7. Einführungsstrategien

In den Abbildungen 15 und 16 sind einige Fakten zur Entwicklung der Dienste und zur Einführungsstrategie neuer Techniken zusammengestellt.



Die Zukunftsentwicklung der Dienste geht zu größeren Teilnehmerzahlen, zu mehr Verkehr, d. h. stärkerer Nutzung, zu höherer Komplexität.

Komplizierter ist die Frage nach erfolgreichen Einführungsstrategien. Es stehen sich im Prinzip zwei Vorgehensweisen gegenüber.

Einmal geht es darum, in bestehenden Dienstleistungen Wettbewerb aufzubauen und dadurch mehr Leistungen für den Benutzer und damit eine Ausdehnung der Benutzung zu erreichen. Dieses ist eine einfachere Aufgabe, wie sich am Beispiel des Mobilfunks deutlich zeigte, wo es gelang, in kurzer Zeit mehrere im Wettbewerb befindliche Anbieter aufzubauen und funktionsfähige Dienste im Wettbewerb einzuführen.

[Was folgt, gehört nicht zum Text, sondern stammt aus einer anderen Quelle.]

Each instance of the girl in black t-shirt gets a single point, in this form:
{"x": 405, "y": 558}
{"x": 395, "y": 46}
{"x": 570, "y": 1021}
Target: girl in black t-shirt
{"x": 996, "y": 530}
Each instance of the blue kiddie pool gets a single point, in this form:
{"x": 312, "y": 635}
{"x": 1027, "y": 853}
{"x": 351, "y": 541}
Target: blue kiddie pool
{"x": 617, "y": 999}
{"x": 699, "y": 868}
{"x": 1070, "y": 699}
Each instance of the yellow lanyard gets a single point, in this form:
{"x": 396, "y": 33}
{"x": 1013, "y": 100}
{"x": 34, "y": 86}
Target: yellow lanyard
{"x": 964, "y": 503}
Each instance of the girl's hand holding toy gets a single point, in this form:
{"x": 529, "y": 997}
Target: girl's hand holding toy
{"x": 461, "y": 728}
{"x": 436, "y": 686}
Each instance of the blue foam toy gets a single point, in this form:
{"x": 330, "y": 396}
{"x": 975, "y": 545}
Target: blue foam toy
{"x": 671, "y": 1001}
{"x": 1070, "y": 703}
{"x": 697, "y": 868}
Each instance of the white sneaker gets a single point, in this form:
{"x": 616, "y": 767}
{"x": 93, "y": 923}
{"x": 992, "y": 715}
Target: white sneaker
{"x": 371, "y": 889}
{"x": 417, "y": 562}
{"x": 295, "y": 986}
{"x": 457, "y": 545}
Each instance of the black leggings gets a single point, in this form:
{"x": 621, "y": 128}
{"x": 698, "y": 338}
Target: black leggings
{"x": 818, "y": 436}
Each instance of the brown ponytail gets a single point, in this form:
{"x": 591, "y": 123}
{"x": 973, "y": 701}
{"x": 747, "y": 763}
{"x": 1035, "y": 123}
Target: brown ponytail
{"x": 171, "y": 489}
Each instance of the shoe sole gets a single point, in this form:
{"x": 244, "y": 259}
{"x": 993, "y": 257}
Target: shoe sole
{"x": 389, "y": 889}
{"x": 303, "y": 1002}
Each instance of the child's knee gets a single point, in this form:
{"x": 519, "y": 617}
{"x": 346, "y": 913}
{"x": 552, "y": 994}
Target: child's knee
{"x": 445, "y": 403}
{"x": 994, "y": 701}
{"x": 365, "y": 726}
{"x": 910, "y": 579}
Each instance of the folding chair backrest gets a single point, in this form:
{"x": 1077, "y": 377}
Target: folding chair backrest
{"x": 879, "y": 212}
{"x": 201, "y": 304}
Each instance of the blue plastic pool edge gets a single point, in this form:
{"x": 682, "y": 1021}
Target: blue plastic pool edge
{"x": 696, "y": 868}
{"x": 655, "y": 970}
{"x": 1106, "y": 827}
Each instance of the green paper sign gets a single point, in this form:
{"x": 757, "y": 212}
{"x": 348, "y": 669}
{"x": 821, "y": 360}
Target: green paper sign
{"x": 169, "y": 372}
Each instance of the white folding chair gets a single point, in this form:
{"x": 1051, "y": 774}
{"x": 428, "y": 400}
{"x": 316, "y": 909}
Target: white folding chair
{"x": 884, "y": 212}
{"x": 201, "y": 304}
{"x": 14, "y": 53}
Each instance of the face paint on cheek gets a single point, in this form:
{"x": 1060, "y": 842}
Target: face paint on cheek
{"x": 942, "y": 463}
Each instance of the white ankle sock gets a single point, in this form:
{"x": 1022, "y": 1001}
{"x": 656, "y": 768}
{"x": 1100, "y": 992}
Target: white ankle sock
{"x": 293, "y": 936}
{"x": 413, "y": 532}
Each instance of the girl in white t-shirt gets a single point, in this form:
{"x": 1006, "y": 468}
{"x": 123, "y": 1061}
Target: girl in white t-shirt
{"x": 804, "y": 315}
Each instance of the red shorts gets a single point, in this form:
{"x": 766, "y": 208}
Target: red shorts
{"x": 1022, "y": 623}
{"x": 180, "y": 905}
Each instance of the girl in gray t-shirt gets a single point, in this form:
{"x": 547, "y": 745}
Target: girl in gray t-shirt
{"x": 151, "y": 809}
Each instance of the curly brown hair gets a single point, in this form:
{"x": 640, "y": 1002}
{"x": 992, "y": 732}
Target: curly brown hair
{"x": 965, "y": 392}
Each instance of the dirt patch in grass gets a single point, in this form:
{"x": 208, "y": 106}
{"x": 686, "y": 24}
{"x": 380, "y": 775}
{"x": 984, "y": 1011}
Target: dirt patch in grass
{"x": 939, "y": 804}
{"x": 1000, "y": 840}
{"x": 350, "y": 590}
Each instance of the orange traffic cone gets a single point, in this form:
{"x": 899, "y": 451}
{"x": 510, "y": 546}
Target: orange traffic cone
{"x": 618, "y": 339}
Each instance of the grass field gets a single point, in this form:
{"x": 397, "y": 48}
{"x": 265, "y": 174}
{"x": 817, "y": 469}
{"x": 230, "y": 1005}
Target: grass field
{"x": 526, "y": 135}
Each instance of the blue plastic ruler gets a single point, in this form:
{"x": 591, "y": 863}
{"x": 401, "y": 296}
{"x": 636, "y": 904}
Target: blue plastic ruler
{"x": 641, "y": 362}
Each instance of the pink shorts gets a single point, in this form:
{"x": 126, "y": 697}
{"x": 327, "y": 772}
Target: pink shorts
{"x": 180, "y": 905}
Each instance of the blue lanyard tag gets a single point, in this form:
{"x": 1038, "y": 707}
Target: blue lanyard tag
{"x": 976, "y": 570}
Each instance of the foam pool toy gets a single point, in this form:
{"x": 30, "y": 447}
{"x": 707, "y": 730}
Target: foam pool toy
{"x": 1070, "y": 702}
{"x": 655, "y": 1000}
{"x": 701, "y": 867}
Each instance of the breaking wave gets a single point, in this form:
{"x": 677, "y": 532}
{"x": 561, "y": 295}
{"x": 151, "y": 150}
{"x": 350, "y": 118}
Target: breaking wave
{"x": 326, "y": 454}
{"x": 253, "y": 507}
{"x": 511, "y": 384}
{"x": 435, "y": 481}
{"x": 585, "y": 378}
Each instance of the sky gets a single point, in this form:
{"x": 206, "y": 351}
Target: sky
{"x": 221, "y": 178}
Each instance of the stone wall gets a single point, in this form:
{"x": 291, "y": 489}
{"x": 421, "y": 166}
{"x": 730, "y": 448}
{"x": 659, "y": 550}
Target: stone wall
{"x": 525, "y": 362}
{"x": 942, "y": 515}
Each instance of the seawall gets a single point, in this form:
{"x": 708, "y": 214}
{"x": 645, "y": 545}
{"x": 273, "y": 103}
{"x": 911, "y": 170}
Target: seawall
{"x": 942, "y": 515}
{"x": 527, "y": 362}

Schwieriger ist es beim Betreten von Neuland. Es gibt hier zwei Einführungsstrategien, die miteinander konkurrieren. Die unter dem Stichwort „Vorleistung" zusammengefaßte Vorgehensweise, wie sie üblicherweise im Infrastruktursektor angewandt wurde, wird immer mehr in den Hintergrund gedrängt. „Versuch und Irrtum" gewinnt immer mehr an Bedeutung, und alle technischen Entwicklungen müssen sich darauf einstellen, mit dieser Methode zu arbeiten. Allerdings ist damit eine langfristige, zielgerichtete Vorwärtsstrategie nicht immer leicht möglich.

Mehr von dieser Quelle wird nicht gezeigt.